Ecco come ci si divertiva in quelle bellissime giornate del 1900! Oggi tutto ciò non lo si troverebbe altrettanto buffo. Il fatto è, soprattutto, che non si troverebbero altrettante persone disposte a dissipare il proprio tempo e il proprio denaro, per mettere a punto un’innocente messa in scena del genere. Ma i membri del Gin-Club vivevano per la maggior parte delle loro rendite e non avevano altra preoccupazione che trascorrere la vita in modo gradevole. Maurice Bertrand, che era rappresentante d’una importante ditta di champagne, sapeva unire l’utile al dilettevole. Morì, ancora giovane, dopo aver resistito quasi trent’anni allo spaventoso regime che aveva adottato: champagne, olio di ricino, champagne, olio di ricino e così via.
Se il Gin-Club fu alla base del successo mondiale di Maxim’s, Eugène Cornuché fu senza dubbio il grande animatore, molto più del suo socio Chauveau.
Costui si occupava soprattutto della cucina e sorvegliava l’office. Era di carattere abbastanza taciturno e poco adatto ad accogliere la clientela. Questo compito era riservato a Eugène Cornuché, che al contrario piaceva molto, grazie al suo eterno sorriso agli angoli delle labbra. Di bassa statura e abbastanza pingue, aveva una testa energica, capelli tagliati a spazzola, occhi vivi e maliziosi e un mento ben disegnato. Era molto umano con il personale, ma non ammetteva la minima negligenza nel servizio. In cambio, non avrebbe sopportato che un cliente mancasse di rispetto a uno dei suoi dipendenti, avrebbe certamente preferito perderlo. Era un capo che ci incoraggiava e ci dava l’esempio.
Benché senza alcuna cultura (solo a quarant’anni si decise a prendere lezioni di grammatica per essere in grado di scrivere correttamente), egli conquistò la clientela, una clientela elitaria, unanime nel tessere i suoi elogi.
Quando vendette Maxim’s a una società inglese, lo fece solo a condizione che il fratello ne divenisse il direttore. Con il denaro che gli procurò la vendita comprò l’Ambasciatori e l’Alcazar, sempre in società con Chauveau.
Gustave Cornuché prese dunque la direzione di Maxim’s quando aveva già molti anni di servizio nel locale.
Fisicamente somigliava molto al fratello, ma era lungi dal possedere la stessa intelligenza.
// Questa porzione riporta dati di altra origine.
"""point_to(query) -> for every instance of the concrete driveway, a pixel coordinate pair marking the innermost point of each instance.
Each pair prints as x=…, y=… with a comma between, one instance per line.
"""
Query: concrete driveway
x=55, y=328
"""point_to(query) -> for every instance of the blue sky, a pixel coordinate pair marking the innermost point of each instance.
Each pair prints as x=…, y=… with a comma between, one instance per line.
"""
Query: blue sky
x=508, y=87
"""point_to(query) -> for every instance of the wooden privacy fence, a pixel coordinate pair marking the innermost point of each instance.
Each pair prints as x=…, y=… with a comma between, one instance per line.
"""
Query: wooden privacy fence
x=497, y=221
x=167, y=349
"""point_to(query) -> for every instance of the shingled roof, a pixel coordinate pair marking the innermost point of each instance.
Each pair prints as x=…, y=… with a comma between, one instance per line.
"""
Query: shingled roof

Tuttavia era un brav’uomo, che piaceva al cliente. Riceveva i suoi amici con calore e li curava particolarmente, ciò rendeva però gelosa la restante clientela. Osservava la massima tolleranza verso le donne e per loro passava sopra a molte cose.
Durante il suo regno, si trovava da Maxim’s la migliore tavola di Parigi. Comprava sempre prodotti eccellenti. Gran conoscitore di vini, organizzò nell’interrato della rue Boissy-d’Anglas una cantina, unica a Parigi, sia per la qualità dei vini che per la loro razionale collocazione.
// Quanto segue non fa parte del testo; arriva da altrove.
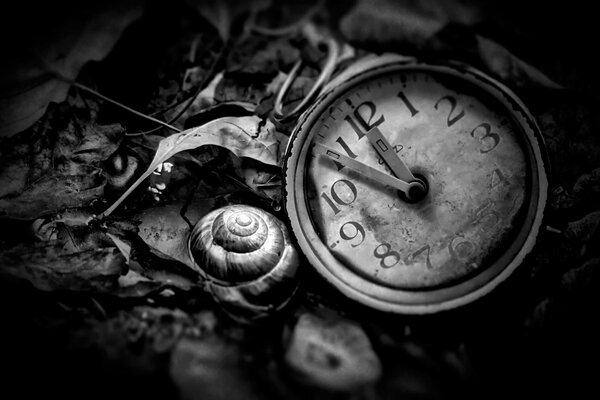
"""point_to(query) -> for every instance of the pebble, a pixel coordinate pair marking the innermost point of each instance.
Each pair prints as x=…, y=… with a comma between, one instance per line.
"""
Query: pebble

Oltre Gérard e Camille Huet, il signor Cornuché ebbe altri collaboratori che, grazie alle loro qualità, l’aiutarono molto a fare della sua Maison la prima del mondo. Devo citare soprattutto un collaboratore della prima ora, Charles Candidus. Fu lui che diede alla Maison il suo carattere «spensierato» e fu l’anima di Maxim’s per molti anni. Così, quando a seguito d’una discussione con il signor Rousseau, chef in capo della cucina, il signor Candidus ci lasciò, con la ferma intenzione di non tornare più, Cornuché, incapace di fargli cambiare opinione, gli affidò il casinò di Trouville e quando, a seguito di vertenze con la municipalità di questa città, decise di lanciare Trouville, fu ancora a Charles Candidus che si rivolse.
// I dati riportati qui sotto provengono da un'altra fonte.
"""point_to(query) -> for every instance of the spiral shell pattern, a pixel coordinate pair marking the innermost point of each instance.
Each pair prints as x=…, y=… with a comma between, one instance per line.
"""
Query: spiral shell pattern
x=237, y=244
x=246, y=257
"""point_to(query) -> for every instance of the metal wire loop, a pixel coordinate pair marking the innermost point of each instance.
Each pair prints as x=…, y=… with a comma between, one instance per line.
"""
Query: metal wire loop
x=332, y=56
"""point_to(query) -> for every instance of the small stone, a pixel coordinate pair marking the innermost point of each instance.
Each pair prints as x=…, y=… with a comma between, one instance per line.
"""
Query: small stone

Costui fu il vero fondatore di Deauville; prima collaborando con gli architetti durante la costruzione del casinò, del Normandy e del Royal, e poi lanciando queste imprese, imprimendo loro uno slancio che del resto non conosceranno mai più da allora. Candidus è attualmente concessionario dei buffet nei campi da corsa della regione parigina, posizione che esige grandi qualità d’amministratore, a causa dello spostamento quotidiano del personale, del materiale, etc. Candidus organizzò anche la famosa cena del Ballo benefico dei Lettini Bianchi e seppe trasportare una parte dell’Opéra in un ristorante di gran lusso.